Example of single I-T for recovery, displayed with Degradation Reason of Isolated due to unstable performance:
VPlexcli:/> back-end degraded recover -p (0xc00144878bda0900,0x5006016547e01af9)
Recovered I-Ts:
Director Director Port Initiator Target Array Degradation Reason
-------------- ------------- ------------------ ------------------ --------------------------- ------------------
director-1-1-A A1-FC01 0xc00144878bda0900 0x5006016547e01af9 EMC-CLARiiON-APM00164919257 Isolated due to unstable performance
Example of all degraded I-Ts to be recovered:
VPlexcli:/> back-end degraded recover --all
Recovered I-Ts:
Director Director Port Initiator Target Array Degradation Reason
-------------- ------------- ------------------ ------------------ --------------------------- ------------------
director-1-1-A A1-FC00 0xc00144878bda0800 0x5000144260321e00 EMC-Invista-rc-surry-1 Isolated due to unstable performance
director-1-1-B B1-FC01 0xc00144878bda8900 0x5006016547e01af9 EMC-CLARiiON-APM00164919257 Isolated due to unstable performance
If the intermittent latency issue continues for the impacted IT Nexus, and the user cannot address the root cause quickly, then it is advised to engage VPLEX Customer Support, by Live Chat, to manually mark the IT Nexus degraded to remove the path from use until the underlying issue can be resolved.
Cause
Issues external to the VPLEX, like fabric congestion or array issues, can lead to back-end issues for the VPLEX. While GeoSynchrony 6.2 is designed to better handle these kinds of BE congestion, it is recommended that the congestion be resolved as soon as possible.
To detect the source of the congestion, Dell has an FC port monitoring feature that monitors for errors in the fabric of any BE FC port. The results can help to narrow down network issues in the fabric. As of GeoSynchrony 6.2, the FC Port Monitor is on by default.

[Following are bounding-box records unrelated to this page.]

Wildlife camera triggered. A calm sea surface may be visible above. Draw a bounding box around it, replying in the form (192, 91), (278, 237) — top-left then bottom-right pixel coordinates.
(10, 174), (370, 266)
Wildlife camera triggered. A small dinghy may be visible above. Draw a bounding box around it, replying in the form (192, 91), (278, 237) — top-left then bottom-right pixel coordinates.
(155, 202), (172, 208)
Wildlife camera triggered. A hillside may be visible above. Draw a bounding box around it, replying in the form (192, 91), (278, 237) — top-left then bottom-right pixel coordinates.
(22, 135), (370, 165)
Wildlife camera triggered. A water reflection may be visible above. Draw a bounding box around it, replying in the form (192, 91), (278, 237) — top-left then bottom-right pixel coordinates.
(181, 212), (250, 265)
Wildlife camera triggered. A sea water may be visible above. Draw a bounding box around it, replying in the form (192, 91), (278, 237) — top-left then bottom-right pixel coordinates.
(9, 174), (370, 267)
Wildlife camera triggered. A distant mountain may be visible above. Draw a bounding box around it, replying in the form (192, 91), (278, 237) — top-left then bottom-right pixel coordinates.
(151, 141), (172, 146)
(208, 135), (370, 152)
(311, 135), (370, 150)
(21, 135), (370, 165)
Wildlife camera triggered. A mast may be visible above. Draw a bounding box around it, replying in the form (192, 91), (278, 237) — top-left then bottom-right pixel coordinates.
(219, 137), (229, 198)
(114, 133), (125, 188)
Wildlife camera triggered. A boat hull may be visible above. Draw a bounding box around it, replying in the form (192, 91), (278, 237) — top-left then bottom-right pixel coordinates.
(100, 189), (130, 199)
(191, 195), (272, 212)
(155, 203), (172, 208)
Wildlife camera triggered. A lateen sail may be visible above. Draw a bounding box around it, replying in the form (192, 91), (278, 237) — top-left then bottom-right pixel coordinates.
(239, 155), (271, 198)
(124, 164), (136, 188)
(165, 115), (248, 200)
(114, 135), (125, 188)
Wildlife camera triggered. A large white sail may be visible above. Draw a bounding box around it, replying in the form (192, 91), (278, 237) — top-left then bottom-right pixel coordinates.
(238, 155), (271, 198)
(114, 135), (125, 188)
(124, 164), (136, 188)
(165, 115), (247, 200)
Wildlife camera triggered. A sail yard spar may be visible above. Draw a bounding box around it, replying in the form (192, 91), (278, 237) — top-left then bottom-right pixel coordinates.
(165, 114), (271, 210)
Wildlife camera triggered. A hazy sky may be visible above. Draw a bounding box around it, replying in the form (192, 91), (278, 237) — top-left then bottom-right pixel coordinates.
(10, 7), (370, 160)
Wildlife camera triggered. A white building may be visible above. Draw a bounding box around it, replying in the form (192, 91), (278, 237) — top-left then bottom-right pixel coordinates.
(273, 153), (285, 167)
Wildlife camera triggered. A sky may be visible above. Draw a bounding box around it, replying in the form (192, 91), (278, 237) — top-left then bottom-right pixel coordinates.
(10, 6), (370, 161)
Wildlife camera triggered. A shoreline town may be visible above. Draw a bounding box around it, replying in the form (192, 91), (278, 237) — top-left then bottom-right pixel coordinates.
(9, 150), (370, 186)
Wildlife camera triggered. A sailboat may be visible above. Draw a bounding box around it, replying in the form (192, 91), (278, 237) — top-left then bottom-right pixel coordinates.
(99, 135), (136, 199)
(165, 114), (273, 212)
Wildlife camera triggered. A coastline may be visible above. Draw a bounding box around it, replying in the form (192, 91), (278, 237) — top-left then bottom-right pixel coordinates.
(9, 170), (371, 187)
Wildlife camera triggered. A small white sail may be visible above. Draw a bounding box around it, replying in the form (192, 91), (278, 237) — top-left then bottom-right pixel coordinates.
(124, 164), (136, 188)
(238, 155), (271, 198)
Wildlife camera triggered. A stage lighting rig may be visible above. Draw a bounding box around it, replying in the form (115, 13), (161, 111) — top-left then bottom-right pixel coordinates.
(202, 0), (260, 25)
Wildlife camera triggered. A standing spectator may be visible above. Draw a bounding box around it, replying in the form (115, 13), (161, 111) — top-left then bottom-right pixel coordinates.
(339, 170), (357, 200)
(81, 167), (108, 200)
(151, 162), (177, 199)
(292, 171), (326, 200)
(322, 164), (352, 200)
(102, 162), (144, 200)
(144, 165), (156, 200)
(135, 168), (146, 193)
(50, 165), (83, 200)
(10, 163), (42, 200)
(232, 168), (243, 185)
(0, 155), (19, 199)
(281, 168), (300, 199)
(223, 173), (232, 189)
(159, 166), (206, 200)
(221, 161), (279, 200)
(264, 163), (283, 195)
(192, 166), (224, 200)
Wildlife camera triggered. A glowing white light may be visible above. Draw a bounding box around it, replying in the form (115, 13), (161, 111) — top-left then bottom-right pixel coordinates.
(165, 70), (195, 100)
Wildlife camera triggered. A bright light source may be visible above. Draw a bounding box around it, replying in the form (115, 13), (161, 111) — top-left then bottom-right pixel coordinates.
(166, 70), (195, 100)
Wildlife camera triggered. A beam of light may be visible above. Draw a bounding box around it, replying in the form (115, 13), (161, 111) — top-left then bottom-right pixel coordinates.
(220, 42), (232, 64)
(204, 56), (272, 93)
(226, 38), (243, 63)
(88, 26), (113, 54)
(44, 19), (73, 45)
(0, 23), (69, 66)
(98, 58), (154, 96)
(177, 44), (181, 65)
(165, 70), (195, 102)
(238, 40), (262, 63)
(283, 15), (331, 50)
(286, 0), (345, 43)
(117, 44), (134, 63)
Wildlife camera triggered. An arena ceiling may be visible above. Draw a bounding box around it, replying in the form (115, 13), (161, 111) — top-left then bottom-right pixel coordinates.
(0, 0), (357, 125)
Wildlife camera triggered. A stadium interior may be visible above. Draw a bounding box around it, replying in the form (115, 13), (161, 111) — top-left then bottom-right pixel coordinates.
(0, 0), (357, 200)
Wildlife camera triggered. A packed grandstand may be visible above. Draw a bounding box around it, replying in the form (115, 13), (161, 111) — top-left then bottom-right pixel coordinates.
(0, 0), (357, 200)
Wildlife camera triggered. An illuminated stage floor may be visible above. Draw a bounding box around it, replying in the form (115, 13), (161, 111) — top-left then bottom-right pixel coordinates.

If you are still running any version of GeoSynchrony 6.0.x or 6.1.x and are not yet ready to upgrade to 6.2.x yet you would like the FC Port Monitoring script loaded on your VPLEX, contact Dell Customer Support to load the script.
Resolution
GeoSynchrony 6.2 was designed to better handle this type of network congestion. When the BEPM feature of the VPLEX code is triggered, it indicates issues external to VPLEX. The cause of the network congestion or storage array issues should be repaired immediately. The data provided by the VPLEX logs can be used to help narrow down where the issues occur. Once the problem is repaired VPLEX auto restores the I-Ts that will now be healthy.